Figure 3, A and B, shows the effect of reducing RPP on RBF. When the aortic clamp was tightened to reduce RPP to 95 mmHg, RBF significantly declined in HS rats by 21 ± 1% from a baseline of 12.0 ± 0.5 to 9.5 ± 0.5 ml/min compared with no change in NS rats (from 8.6 ± 0.9 to 8.7 ± 1.0 ml/min, P < 0.05; Fig. 3A). The AI for NS rats was −0.01 ± 0.32, indicating efficient autoregulatory behavior. The AI calculated for HS rats averaged 1.38 ± 0.22, indicating a significant loss of autoregulation (P < 0.05; Fig. 3C).
Figure 4, A and B, shows the effect of a HS diet on autoregulation of GFR. As shown in Fig. 4A, HS rats exhibited a significant decrease in GFR when RPP was reduced from ambient to 95 mmHg. Normalized GFR was significantly reduced by 28 ± 2% from baseline in HS rats (462 ± 24 to 333 ± 26 μl·min−1·g body wt−1, P < 0.05), whereas NS rats exhibited only a 3 ± 0% (507.0 ± 47.0 to 490 ± 41 μl·min−1·g body wt−1) reduction in GFR. These results show that a HS diet blunts autoregulation of both RBF and GFR in vivo.
Chronic apocynin restores blunted autoregulation of RBF in HS rats.
Treatment of HS rats with apocynin had no effect on renal excretory function or SBP (Table 1). Figure 3, A and B, shows the effects of apocynin in the drinking water on RBF autoregulation.
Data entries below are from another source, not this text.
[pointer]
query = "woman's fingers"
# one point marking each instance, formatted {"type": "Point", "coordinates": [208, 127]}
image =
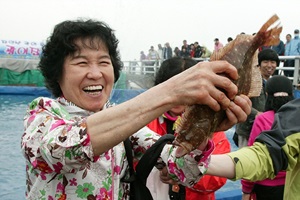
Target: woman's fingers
{"type": "Point", "coordinates": [237, 112]}
{"type": "Point", "coordinates": [165, 178]}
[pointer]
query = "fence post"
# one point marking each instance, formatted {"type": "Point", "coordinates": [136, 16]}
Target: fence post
{"type": "Point", "coordinates": [296, 71]}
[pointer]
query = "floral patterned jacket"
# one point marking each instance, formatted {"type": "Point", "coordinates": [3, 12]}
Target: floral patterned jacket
{"type": "Point", "coordinates": [60, 163]}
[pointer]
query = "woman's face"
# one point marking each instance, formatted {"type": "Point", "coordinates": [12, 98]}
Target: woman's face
{"type": "Point", "coordinates": [88, 77]}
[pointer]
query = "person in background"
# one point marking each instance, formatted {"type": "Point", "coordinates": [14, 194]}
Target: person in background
{"type": "Point", "coordinates": [73, 143]}
{"type": "Point", "coordinates": [166, 124]}
{"type": "Point", "coordinates": [229, 39]}
{"type": "Point", "coordinates": [184, 53]}
{"type": "Point", "coordinates": [206, 53]}
{"type": "Point", "coordinates": [192, 50]}
{"type": "Point", "coordinates": [177, 52]}
{"type": "Point", "coordinates": [142, 56]}
{"type": "Point", "coordinates": [186, 46]}
{"type": "Point", "coordinates": [268, 60]}
{"type": "Point", "coordinates": [218, 44]}
{"type": "Point", "coordinates": [279, 91]}
{"type": "Point", "coordinates": [167, 51]}
{"type": "Point", "coordinates": [287, 63]}
{"type": "Point", "coordinates": [198, 50]}
{"type": "Point", "coordinates": [160, 51]}
{"type": "Point", "coordinates": [279, 48]}
{"type": "Point", "coordinates": [293, 50]}
{"type": "Point", "coordinates": [153, 56]}
{"type": "Point", "coordinates": [275, 150]}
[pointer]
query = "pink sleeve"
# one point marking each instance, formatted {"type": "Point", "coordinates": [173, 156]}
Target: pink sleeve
{"type": "Point", "coordinates": [257, 128]}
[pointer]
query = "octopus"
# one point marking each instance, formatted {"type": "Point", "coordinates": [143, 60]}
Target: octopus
{"type": "Point", "coordinates": [199, 121]}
Baseline RBF was similar in the HS + apocynin rats compared with HS rats (12.5 ± 0.5 vs. 12.1 ± 0.5 ml/min; Fig. 2A). However, as shown in Fig. 3, A and B, reducing RPP to 95 mmHg revealed significantly improved RBF autoregulation in HS + apocynin rats compared with HS rats alone. HS + apocynin rats exhibited only a 9 ± 0% decrease in RBF from baseline (12.5 ± 0.5 to 11.3 ± 0.5 ml/min) compared with the 21 ± 1% reduction in RBF observed in HS rats (P < 0.05; Fig. 3B). Assessment of the AI for these groups (Fig. 3C) revealed that autoregulation was improved by ∼50% from 1.4 ± 0.2 for HS rats to 0.7 ± 0.2 for HS + apocynin rats (P < 0.05). Vehicle treatment of HS rats had no effect on RBF autoregulation, with AI determined to be 1.37 ± 0.25. These data suggest that ROS generation by NADPH oxidase contributes to the blunted RBF autoregulatory response observed in rats fed a HS diet.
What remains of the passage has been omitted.